Julia: del sexo al amor hay un paso
Gran parte de mis veintes —esa maravillosa época de la vida en la que la gente experimenta y aprende a punta de golpes— estuve involucrado en una relación. Una buena relación, a decir verdad, con una buena mujer. Tanto ella como yo nos portamos bien durante los siete años que estuvimos juntos, y nos dedicamos exclusivamente al uno para el otro. En consecuencia, gran parte de ese tiempo, me la pasé en una burbuja.
Una de las tantas cosas que aprendí después de cortar es que algo se descompone en nosotros cuando estamos solos. Es como si de repente nos hiciéramos feos y poco atractivos, y aunque por supuesto no sea cierto, así nos sentimos. La autoestima se cae al piso y entramos en un círculo vicioso de darnos lástima y luego nos autoflagelamos por ello, acentuando más nuestra soledad. En cambio, cuando tenemos algún tipo de pareja —sin importar la categoría o denominación social en la que ésta caiga—, el pegue y la aceptación se van al cielo.

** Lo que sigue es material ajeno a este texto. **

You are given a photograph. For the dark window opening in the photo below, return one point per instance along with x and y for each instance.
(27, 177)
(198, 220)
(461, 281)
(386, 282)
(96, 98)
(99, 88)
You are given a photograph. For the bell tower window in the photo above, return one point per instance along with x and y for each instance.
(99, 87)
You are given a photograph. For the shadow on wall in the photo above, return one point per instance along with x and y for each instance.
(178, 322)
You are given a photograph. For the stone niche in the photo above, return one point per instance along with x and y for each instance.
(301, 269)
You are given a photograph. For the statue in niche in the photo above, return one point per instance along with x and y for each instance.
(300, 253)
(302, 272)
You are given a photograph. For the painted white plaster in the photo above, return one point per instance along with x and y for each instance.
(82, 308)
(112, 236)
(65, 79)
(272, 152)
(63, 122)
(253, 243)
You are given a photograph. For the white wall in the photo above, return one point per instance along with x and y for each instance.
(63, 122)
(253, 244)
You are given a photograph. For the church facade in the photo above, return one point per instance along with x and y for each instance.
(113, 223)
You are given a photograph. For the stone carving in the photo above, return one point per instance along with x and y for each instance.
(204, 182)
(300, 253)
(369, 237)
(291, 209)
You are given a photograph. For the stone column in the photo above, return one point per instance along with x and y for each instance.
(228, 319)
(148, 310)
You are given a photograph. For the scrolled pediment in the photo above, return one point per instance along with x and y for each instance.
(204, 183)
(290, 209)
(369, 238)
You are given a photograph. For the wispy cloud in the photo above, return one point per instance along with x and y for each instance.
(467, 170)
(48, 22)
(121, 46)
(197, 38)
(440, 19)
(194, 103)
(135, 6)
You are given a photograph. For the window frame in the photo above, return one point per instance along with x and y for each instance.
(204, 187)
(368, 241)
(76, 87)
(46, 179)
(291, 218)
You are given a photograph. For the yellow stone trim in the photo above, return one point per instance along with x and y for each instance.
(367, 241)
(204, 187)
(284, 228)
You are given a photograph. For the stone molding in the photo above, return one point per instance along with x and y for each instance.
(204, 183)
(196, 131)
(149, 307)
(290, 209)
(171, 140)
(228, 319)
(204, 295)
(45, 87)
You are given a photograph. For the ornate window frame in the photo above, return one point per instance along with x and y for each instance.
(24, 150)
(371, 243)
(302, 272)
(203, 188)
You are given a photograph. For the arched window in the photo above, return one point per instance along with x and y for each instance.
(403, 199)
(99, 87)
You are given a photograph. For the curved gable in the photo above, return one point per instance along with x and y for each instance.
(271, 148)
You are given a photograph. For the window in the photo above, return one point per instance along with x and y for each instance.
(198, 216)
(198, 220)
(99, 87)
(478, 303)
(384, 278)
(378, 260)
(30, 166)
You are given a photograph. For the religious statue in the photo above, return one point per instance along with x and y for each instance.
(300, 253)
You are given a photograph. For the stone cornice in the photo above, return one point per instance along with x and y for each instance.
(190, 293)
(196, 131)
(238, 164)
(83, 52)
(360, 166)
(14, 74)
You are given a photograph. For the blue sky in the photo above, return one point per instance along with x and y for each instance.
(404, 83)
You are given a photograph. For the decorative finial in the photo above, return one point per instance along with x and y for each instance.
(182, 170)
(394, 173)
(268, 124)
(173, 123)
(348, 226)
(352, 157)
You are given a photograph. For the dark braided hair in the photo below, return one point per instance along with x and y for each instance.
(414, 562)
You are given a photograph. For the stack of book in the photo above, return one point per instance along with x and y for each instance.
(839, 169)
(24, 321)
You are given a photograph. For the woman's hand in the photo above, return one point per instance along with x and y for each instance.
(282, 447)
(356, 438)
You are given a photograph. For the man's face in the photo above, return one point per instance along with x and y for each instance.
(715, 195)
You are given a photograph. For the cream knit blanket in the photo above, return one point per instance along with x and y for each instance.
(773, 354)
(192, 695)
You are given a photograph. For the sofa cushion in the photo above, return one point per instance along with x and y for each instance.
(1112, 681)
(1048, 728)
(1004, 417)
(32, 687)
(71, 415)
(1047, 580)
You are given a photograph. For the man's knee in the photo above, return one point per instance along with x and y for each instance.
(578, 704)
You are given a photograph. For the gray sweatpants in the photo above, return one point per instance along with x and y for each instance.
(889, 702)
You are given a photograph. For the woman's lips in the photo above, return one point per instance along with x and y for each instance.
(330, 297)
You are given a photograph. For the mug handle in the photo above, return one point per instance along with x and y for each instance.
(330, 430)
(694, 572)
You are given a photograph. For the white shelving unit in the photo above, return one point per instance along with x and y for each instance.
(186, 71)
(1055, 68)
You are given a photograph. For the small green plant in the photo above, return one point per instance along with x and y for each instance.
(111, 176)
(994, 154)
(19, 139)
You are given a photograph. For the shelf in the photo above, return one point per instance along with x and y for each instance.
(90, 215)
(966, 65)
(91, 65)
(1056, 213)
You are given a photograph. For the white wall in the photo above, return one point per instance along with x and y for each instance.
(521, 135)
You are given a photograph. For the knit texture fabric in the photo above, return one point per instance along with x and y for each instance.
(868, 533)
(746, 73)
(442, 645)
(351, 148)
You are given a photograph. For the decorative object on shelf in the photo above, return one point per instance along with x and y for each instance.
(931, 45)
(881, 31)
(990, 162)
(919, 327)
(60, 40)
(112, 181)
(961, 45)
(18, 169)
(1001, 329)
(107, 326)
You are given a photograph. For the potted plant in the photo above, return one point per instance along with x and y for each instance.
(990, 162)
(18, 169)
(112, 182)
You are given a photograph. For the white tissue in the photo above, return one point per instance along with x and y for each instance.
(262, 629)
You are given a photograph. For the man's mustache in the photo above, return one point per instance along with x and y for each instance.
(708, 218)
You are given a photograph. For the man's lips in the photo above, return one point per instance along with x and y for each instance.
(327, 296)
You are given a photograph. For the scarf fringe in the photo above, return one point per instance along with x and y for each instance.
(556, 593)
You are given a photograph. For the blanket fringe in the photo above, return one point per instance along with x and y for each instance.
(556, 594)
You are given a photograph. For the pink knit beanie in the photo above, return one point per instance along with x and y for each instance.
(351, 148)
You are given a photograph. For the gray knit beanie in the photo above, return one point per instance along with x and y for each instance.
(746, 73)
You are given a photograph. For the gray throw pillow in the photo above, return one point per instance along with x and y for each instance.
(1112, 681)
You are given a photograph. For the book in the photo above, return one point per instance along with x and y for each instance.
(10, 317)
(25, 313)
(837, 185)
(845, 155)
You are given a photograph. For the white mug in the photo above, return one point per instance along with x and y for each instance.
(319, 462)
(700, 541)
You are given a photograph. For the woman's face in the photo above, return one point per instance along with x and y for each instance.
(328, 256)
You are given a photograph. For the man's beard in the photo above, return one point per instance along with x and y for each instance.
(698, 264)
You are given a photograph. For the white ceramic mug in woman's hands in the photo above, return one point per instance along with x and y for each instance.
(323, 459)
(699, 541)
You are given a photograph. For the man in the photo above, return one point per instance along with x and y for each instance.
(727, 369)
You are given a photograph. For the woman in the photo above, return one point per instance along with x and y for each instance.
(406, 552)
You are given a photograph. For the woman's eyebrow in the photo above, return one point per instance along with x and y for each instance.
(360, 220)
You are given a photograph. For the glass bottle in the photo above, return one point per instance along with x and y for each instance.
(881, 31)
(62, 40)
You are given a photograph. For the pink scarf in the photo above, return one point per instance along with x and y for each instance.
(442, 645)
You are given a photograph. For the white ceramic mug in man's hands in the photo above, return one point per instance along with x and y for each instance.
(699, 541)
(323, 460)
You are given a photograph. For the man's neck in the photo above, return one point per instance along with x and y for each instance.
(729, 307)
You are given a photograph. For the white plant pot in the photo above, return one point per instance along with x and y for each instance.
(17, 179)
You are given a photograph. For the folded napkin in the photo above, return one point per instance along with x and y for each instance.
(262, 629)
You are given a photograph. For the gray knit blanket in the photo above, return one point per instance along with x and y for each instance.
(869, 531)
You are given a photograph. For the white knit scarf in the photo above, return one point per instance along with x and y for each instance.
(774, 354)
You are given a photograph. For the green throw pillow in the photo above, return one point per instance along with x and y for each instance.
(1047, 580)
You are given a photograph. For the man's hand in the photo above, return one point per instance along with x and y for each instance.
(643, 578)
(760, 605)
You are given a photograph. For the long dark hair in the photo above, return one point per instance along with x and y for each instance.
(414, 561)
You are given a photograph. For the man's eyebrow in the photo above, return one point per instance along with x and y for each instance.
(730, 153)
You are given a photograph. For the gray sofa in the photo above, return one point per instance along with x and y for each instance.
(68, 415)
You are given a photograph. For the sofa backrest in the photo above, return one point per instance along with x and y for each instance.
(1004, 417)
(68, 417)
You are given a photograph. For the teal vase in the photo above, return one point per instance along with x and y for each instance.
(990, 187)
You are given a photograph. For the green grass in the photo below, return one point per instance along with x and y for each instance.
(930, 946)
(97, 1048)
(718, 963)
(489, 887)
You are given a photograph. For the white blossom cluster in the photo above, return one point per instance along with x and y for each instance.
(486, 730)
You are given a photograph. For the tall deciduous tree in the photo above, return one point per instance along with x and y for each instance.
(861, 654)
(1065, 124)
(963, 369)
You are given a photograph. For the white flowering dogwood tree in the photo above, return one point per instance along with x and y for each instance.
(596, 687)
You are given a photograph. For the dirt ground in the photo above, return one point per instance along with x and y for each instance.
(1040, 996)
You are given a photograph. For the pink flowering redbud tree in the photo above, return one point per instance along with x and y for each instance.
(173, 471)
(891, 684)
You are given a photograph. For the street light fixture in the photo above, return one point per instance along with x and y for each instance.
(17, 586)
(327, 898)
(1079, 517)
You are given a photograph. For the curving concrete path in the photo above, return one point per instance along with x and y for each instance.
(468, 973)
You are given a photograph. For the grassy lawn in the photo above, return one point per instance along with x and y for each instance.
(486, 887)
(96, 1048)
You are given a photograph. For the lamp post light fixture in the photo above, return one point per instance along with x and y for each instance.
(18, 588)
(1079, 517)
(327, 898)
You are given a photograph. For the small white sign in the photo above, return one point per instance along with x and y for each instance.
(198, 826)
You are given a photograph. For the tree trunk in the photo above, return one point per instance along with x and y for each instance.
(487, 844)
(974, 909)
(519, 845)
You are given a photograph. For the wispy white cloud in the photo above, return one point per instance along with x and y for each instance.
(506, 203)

Trataba de explicarle esto a Julia mientras esperábamos a que nos entregaran un par de cafés después de comer, cuando ella, como de costumbre, me interrumpió:
—Yo no quiero ser atractiva para nadie. Al menos no ahora — dijo.
—Todo el mundo quiere ser atractivo — contesté.
—Sí, pero yo no. Yo no quiero tener novio en mucho tiempo. Apenas tengo dos semanas de cortar con Guillermo. Es en lo último que quiero pensar.
En ese momento nos entregaron nuestras bebidas; a Julia una bomba calórica llena de sabores y opciones que se pueden personalizar, y a mí un café americano. Salimos de la tienda y nos sentamos en una mesa metálica.
—¿Te conté de mi amigo Beto? —me preguntó Julia, emocionada.
—No creo —contesté, mientras soplaba en la boquilla del vaso para enfriar un poco el café.
—Es un amigo de la escuela, voy a salir con él el viernes.
Julia me platicó que conocía a Beto desde la primaria y que, desde entonces, tenía una relación amor-odio con él. En preparatoria tuvieron ondas en diferentes ocasiones. Se gustaban, pero sostuvieron una dinámica nociva; se herían sentimentalmente y siempre terminaban por mandarse mutuamente a la goma. Me contó que nunca se acostó con él, pero que siempre se quedó con las ganas.
—Estoy emocionada —dijo Julia, abriendo los ojos lo suficiente para que estos se vieran a través de sus lentes oscuros. Yo seguí soplándole al café.
La semanas siguientes mi trabajo llegó a niveles sofocantes y le perdí la pista a Julia por varios días, hasta que una mañana me encontré a mi amigo Manuel en el elevador.
—Oye, qué bien se ve hoy tu amiga Julia, eh —me dijo.
—No la he visto— contesté.
Manuel me respondió entrecerrando los ojos y haciendo una mueca lasciva mientras yo me bajaba del elevador.
Como si mi amigo lo hubiera anticipado, en la tarde me reencontré con Julia.
—¿Dónde estabas? —me preguntó, recriminando.
—Demasiado trabajo. ¿Tú?
—Muy bien — dijo, con un cierta picardía en su voz —. Te tengo que contar. Salí con Beto, ¿te acuerdas? Nos emborrachamos y acabamos en mi casa.
Julia me decía esto con una emoción difícil de describir. Radiaba satisfacción y un cierto orgullo, como cuando un niño hace una travesura y se sale con la suya.
—Ah, eso explica lo que me dijo Manuel — pensé en voz alta.
—¿Cómo? — preguntó.
—Nada.
—¿Y esto? — pregunté, mientras miraba un póster nuevo que colgaba de la pared de su cubículo.
—Me lo regaló un amigo —me contestó, sin despegar la mirada de su computadora.
—¿Beto?
—No, alguien más —dijo con reservas.